И от этого Шаос стало страшно. Ведь "там" она была грязной — и мало того, что ему должно было быть противно, так ещё и… о-от этого имелся небольшой шанс, что она всё-таки залетит! Но потом страх развеялся от осознания того, что же именно он собирался сделать. И, испуганно глядя перед собой своими большими тёмно-синими глазами, ехидна ощутила внутри себя толчок. И изнутри её матку окатило волной тепла. Влажного, растекающееся по её телу тепла. Отчего по бёдрам её прокатилось несколько тоненьких струек, а внутри засвербело и зачесалось. Жёлтая, пенящаясся жидкость стремительно наполняла ей матку — и прошло совсем немного времени, пока её ни заполнило полностью, с пощипыванием омыв собой до самых яичников… А потом давление продолжило только расти: её распирало и раздувало, под пальцами его становилось туго, а мягкий животик терял свою мягкость и постепенно набирал объём, упругость!…

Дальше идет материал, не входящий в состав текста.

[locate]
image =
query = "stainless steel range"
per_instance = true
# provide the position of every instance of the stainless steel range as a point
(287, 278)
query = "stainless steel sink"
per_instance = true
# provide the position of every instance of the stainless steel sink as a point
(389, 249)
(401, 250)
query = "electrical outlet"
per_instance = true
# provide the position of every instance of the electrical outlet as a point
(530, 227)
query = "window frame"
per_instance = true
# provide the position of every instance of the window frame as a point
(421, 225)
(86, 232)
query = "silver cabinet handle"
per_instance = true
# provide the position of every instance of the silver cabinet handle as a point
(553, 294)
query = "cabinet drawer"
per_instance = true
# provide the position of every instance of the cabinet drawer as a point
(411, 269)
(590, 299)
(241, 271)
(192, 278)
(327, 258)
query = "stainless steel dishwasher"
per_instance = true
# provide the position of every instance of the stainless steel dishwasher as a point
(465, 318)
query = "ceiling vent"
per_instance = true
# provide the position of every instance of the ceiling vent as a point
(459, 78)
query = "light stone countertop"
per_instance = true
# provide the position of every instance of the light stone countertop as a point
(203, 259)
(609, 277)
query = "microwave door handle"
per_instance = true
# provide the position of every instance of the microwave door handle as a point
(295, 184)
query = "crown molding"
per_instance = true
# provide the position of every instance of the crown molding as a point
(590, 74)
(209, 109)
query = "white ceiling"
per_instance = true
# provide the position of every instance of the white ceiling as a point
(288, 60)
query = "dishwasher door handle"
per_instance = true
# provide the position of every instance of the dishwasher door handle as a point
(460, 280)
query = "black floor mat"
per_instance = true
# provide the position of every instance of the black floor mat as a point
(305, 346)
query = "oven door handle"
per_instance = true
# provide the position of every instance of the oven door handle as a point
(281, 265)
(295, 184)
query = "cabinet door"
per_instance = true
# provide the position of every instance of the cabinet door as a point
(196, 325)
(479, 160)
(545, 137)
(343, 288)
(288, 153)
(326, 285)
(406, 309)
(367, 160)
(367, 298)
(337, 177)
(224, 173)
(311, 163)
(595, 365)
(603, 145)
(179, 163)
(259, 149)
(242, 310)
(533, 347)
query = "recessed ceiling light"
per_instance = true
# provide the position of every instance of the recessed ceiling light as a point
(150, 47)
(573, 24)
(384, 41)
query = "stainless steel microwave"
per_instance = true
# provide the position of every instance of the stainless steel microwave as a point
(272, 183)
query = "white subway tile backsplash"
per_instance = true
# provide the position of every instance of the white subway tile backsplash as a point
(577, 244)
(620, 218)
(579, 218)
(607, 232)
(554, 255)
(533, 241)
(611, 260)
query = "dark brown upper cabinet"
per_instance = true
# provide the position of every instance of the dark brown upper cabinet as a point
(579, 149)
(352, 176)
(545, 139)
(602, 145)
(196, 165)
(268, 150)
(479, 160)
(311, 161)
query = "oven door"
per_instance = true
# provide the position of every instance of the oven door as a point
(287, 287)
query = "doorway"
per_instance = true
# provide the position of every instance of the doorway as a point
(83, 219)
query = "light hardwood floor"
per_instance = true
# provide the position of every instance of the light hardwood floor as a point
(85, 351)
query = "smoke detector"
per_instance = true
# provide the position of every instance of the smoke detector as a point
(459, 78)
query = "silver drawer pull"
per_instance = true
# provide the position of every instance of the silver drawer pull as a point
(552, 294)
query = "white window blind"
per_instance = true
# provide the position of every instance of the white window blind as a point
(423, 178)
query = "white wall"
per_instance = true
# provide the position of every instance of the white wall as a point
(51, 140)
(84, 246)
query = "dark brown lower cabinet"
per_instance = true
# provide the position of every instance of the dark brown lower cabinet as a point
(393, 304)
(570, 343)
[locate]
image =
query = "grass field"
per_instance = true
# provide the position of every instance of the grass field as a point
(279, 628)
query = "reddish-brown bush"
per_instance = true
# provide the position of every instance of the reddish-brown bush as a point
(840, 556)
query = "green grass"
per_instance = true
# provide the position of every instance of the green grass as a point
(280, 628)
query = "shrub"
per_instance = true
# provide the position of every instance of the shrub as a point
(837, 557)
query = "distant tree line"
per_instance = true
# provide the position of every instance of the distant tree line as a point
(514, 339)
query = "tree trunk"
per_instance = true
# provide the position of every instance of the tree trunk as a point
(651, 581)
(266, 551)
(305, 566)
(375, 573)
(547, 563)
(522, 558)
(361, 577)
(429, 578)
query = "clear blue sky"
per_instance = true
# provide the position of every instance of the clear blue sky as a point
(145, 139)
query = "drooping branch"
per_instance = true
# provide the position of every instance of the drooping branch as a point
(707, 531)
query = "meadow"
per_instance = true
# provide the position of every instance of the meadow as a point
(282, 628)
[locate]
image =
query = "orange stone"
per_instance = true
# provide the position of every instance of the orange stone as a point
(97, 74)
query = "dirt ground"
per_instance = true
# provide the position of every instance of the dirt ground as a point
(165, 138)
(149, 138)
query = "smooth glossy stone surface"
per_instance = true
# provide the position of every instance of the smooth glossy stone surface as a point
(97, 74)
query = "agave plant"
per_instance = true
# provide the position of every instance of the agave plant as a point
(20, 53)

Он ссал в неё. Старый, ссохшийся дед в неё ссал! И Шаос, высунув мокрый, капающий слюной прямо в дурно пахнущий писсуар язычок — блаженно прокряхтела.
— М-меня наполняют…. наполняют до самых клаёв! Я… была плохой! Въедной ехидной! А-аааах… — Она опустила лицо вниз, чтобы видеть, как её бёдрам что-то стекало… но в гораздо большем объёме он оставался внутри, прямо в ней! В её похотливом, ехидновском животике. Пухленьком и уже лишившимся всех этих складочек! Ставшим словно подушечка… — Незнакомый… гъязный стайик ссыт в меня, уааа!… Как в…
Приведший сюда Шаос мужик смотрел на всё это с широко открытым ртом — и в штанах его опять началось движение. Это хоть и было грязно, мерзко и противно — вид того, с какой охотой и наслаждением эта ехидна позволяла делать с собой такое, его заводил. И когда старик, прокряхтев, поставил срывающуюся в дыхании девушку на пол и вытащил из неё свой влажный, капающий мочой член — то он сию же секунду занял освободившееся место и также ввёл в неё свой конец, пока не подпёр её наполненную жидкостью матку, с силой надавливая на её кервикс. Он влажно слипся с ним, будучи поцелованным этим колечком в самый кончик его головки — и также начал спускать в неё всё накопленное за последние шесть часов…
— Н-ну вот!.. — Прокряхтела девушка, когда её задница снова была задрана вверх, а матка ощутила ещё больше натяжения, храня в себе уже более полу литра мочи. И насколько могла обернулась, показывая расслабленно уставившемуся перед собой мужчине своё красное и влажное ещё и от слёз лицо. И всё же, она с удовольствием жмурилась, а дрожащие губы кривились в улыбке. — Н-ну вот! Вот, всем… всем з-захотелось написать в Шаос! Л-ладно, давайте, п-пока я доблая… но только до последней капли! Я потом пловейю!..
***
Шаос вышла на волю и тут же почуяла, как её стало сквозить ветерком. Её лицо. Её пропотевшее, с прилипающим к нему платьем тело. И ноги… Не в силах ещё нормально соображать, она прямо там, на улице, задрала подол и осмотрела свой живот — большая часть мочи в ней так и осталась, из-за чего он сейчас был плотненьким и выступал вперёд поболее, чем обычно. И забавно пружинил когда она попробовала попрыгать на месте — хотя делать этого не стоило, и жидкость из неё норовила вырваться, делая стенки её трубы мокрыми. А ещё это внутри немного пощипывало. Что же касательно белья, то… то хвост надо было держать как можно ниже. Ибо оно было настолько грязным, что любой, кто увидит его, решит ясно — она обоссалась.